US market mixed on Q4 steel import quota cuts for Brazil

Market participants in the United States expressed mixed views on the recent reduction in the Section 232 quota on imports of semi-finished steel product from Brazil for the fourth quarter.

Domestic steel associations cheered the steel import trade adjustments with Brazil.

“It is good to see Brazil and the United States have successful talks surrounding a complicated trade issue. This move makes sense and is reasonable in light of weaker steel demand and lower capacity utilization caused by the Covid-19 pandemic,” Steel Manufacturers Association president Philip K Bell told
Fastmarkets.

“The fact that the quota will be reviewed again in December shows a commitment to establishing a meaningful steel trade relationship between the two countries. Negotiators from both sides should be commended for engaging in such a constructive dialogue,” he added.

Interim American Iron and Steel Institute president and chief executive officer Kevin Dempsey similarly praised the efforts of the administration to “address steel import issues affecting American producers during this difficult time,” when the market for steel has fallen significantly due to the Covid-19 pandemic.

“While we are seeing some modest recent improvement in market conditions, the industry continues to face significant challenges due to the sharp drop in demand this year as a result of the pandemic,” he said in a statement issued on Monday August 31. 

US steel mill product imports soared month on month in July due to a massive influx of bloom, billet and slab material from Brazil – some 1,039,295 tonnes of the semi-finished steel goods arrived from that country in July, up from just 354.2 tonnes in June and 136.3 tonnes in May.

“So far in 2020, raw steel production is down 20% compared to the same period last year and steelmaking capacity utilization has only averaged approximately 66% this year so far compared to nearly 81% during the same period last year,” Dempsey added. “These difficult conditions make the industry even more vulnerable to surges in imports.”

The US reduced the quota for Brazilian semi-finished steel to 60,000 tonnes for the fourth quarter from 350,000 tonnes previously.

Other market participants, meanwhile, expressed concern about domestic steel companies that rely on Brazilian slab for their business.

“That is horrible news for California Steel Industries (CSI) since Brazil is their main supplier of slabs,” one steel distributor source said. “They will probably have to allocate material in the fourth quarter because of the slab shortage.”

CSI did not respond to Fastmarkets’ request for comment as of September 1. Steel producers and re-rollers ArcelorMittal and JSW Steel also could not be reached, and NLMK declined to comment.
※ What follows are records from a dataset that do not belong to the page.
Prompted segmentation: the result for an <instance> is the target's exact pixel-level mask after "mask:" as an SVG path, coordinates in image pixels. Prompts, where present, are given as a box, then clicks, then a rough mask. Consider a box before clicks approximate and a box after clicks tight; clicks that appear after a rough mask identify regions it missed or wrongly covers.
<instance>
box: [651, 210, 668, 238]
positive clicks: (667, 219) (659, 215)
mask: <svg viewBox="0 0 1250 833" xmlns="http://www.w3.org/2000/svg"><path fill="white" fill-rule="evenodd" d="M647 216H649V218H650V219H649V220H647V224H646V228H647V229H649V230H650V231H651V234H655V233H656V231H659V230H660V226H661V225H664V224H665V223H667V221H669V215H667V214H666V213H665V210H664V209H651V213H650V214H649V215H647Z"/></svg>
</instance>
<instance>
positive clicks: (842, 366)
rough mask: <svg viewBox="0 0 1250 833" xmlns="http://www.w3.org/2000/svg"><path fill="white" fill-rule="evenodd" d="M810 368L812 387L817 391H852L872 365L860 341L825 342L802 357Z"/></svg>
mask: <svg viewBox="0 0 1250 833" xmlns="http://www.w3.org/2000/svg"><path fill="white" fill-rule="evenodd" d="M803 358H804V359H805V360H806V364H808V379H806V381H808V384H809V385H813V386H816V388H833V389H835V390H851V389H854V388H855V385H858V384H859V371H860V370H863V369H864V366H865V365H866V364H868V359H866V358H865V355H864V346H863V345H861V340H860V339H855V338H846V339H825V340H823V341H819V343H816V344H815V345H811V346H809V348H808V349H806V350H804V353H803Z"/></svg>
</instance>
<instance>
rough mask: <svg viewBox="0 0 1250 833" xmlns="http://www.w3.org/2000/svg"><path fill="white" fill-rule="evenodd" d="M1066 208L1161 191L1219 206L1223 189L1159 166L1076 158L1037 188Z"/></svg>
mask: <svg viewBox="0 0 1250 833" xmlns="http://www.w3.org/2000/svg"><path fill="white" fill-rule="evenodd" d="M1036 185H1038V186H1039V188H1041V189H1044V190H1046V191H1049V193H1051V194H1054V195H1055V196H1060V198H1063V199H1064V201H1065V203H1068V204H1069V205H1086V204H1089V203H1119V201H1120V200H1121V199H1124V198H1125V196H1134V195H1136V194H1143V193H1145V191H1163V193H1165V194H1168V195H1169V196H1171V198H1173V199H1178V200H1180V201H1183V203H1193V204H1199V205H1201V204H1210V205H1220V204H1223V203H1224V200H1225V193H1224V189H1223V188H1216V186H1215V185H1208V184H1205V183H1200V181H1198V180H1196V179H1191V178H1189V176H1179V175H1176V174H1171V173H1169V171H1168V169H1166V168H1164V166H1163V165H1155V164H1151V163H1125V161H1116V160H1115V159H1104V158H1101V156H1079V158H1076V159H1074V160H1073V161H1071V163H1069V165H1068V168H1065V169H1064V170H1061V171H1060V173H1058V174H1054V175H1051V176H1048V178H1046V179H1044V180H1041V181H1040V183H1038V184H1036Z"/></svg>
“Reducing the quota for Brazil slabs is a job-killing move for the re-rollers, but indicates to me the integrated mills are playing the usual politics in [Washington],” a steel trader source said.

“In an election year, Donald Trump will need to build as much support as he can with his voter base, particularly in the Midwest,” Samir Kapadia, principal and chief operating officer of Washington-based lobbying and government relations firm Vogel Group, told Fastmarkets.

“This tit-for-tat was meant to do two things: To look out for those that got [Trump] elected in 2016; and to show the world he can still unilaterally impose any trade terms he wants with countries that don’t have equitable policies with the United States,” he added.

The steel distributor indicated that the office of the US Trade Representative will protect the domestic industry as long as Trump is in office.

“They are strong advocates of the domestic industry, as they should be… I don’t think that by itself those slabs can affect domestic pricing, but they certainly can take CSI out of a rising market with no slabs to produce a higher-priced product,” the distributor source said.

Fastmarkets’ weekly price assessment for steel slab, export, fob main port Brazil was at $430-440 per tonne on August 28, up by $10 from $420-430 per tonne a week earlier.

“With demand in the US and globally still well below pre-Covid-19 levels, we continue to believe supply will be sufficient to fill any gaps from Brazil’s limitations,” Cowen analyst Tyler Kenyon wrote in a research note on Sunday.

Some market participants indicated that the revised quota wouldn’t change the market much.

“There isn’t a lot of import coming in, so I think [the revised quota] will just have a small psychological impact on pricing – if it has any effect at all,“ a second steel distributor source said. “The imports, even if their impact on the market is minimal, their presence helps keep prices low and stable.”

For now, the US’ annual import quota for Brazilian semi-finished steel is unchanged at 3.5 million tonnes for 2021. Quarterly volumes are not allowed to surpass 30% of the annual limit, and the quarterly limit is usually exhausted on the first day of each quarter.

Grace Asenov in New York contributed to this report.